A civil partnership is a legally recognised relationship between two people that offers many of the same benefits as a marriage, including the same inheritance rights.
In England and Wales, same-sex couples who want to have legal recognition for their relationship can marry or register a civil partnership. Opposite sex couples could not form a civil partnership. However, in mid-2018 the Supreme Court ruled that such a restriction on civil partnerships breached the human rights of opposite sex couples. For many years it was argued that opposite sex couples could enter into marriage and thus civil partnership was not appropriate for them. However, this situation was no longer tenable following the Supreme Court ruling.
The Civil Partnership (Opposite Sex Couples) Regulations 2019 should allow the first opposite sex civil partnership to take place before 31 December 2019.

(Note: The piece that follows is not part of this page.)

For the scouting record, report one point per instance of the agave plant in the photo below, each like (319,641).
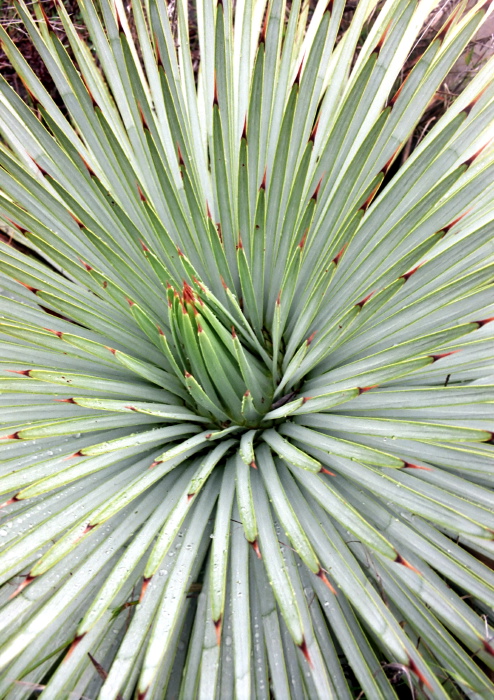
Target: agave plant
(247,366)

The ability of opposite sex couples to enter into a civil partnership may, over time, ensure that the injustices caused to cohabiting couples become a thing of the past. The status of 'common law partner' is not legally recognised. This means that couples who live together without being married (or entering into a civil partnership) have little or no right to financial benefits and the property or money of their partner upon their death.
Whether married or in a civil partnership it is still important for couples to consider their assets and whom they would like to inherit their estate on their death. This can become more complicated if a person has children from a previous relationship.